= Kyadondo Rugby Club =

Rugby union ground in Kampala, Uganda

Kyadondo Rugby Club is a rugby union ground in Kampala, Uganda.

Kyadondo Rugby Club was officially opened in 2000 and has since become a major hub for Ugandan rugby, home to several prominent teams and a center for community and international events. Facilities include the main ground, a training pitch and a club house.

The ground is home to several club teams, among them Heathens RFC, a leading rugby club in Uganda. The venue has also hosted home games of the Uganda national rugby union team, but the Uganda Rugby Union is considering hosting games at the National Stadium or Nakivubo Stadium due to limited capacity of Kyadondo.

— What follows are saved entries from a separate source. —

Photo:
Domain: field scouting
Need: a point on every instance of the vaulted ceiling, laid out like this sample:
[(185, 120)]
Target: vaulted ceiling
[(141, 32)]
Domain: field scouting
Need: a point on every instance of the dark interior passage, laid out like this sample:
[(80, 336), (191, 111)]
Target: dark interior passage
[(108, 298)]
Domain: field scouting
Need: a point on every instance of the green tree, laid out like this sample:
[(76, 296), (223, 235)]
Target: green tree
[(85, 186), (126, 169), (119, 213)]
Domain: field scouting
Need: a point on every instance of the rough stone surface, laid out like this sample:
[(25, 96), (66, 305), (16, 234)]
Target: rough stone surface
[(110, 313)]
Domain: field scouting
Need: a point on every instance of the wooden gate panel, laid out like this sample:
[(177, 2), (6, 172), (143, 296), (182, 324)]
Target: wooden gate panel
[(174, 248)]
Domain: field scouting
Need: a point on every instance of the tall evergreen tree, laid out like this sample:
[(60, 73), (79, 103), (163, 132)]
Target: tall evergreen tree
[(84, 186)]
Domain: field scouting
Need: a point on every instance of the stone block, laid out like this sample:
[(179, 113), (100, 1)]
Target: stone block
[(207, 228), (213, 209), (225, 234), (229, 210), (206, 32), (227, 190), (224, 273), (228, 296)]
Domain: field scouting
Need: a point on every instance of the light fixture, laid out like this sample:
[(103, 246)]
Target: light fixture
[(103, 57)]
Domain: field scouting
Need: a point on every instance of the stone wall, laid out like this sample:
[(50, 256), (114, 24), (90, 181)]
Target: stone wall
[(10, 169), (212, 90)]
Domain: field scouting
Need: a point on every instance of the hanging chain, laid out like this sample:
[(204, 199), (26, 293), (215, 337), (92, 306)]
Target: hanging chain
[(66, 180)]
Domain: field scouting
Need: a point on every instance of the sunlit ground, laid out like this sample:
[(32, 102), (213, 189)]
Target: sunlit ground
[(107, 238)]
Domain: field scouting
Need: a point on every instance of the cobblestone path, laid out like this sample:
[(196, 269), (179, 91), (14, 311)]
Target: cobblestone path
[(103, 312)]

The club has also been a concert venue, witnessing performers such as Beenie Man.

==History==

=== July 2010 Kampala attacks ===
Kyadondo Rugby Club was one of the two scenes of the July 2010 Kampala attacks carried out against crowds watching a screening of the 2010 FIFA World Cup Final.
The second attack, consisting of two explosions in quick succession, occurred at 11:18 pm at Kyadondo Rugby Club, where state-run newspaper New Vision was hosting a screening of the match. According to eyewitnesses, there was an explosion near the 90th minute of the match, followed seconds later by a second explosion that knocked out the lights at the field. An explosion went off directly in front of a large screen that was showing the telecast from South Africa, killing 49 people. The discovery of a severed head and leg at the rugby field suggests that it was a suicide attack carried out by an individual. A third unexploded vest was later found.

=== Founding and early years (1999–2000s) ===
The club was built and officially opened in 1999–2000 to provide a dedicated rugby ground in Kampala. It quickly grew to host numerous games, training sessions, and social events, becoming a significant symbol of the sport in Uganda.

=== Home to top teams and development programs ===
Kyadondo rugby community is a home to six competitive Rugby Teams for example Heathens, Buffaloes, Thunderbirds(women's senior team), Stallions, Bisons and Peacocks a Rugby Academy, Totos Rugby to the Wazee Rugby. The club has a strong focus on nurturing new talent through programs like the Kyadondo Rugby Academy, Totos Rugby (under 12s), and the Wazee Rugby (over 35s), often collaborating with initiatives like the Tag Rugby Trust.

=== Resilience and growth ===
Following the attacks, the club demonstrated resilience, recovering to continue hosting major shows and events. It has hosted home games for the Uganda national rugby union team and major tournaments like the Kyadondo 7s circuit, which the Thunderbirds women's team made history by hosting in 2024.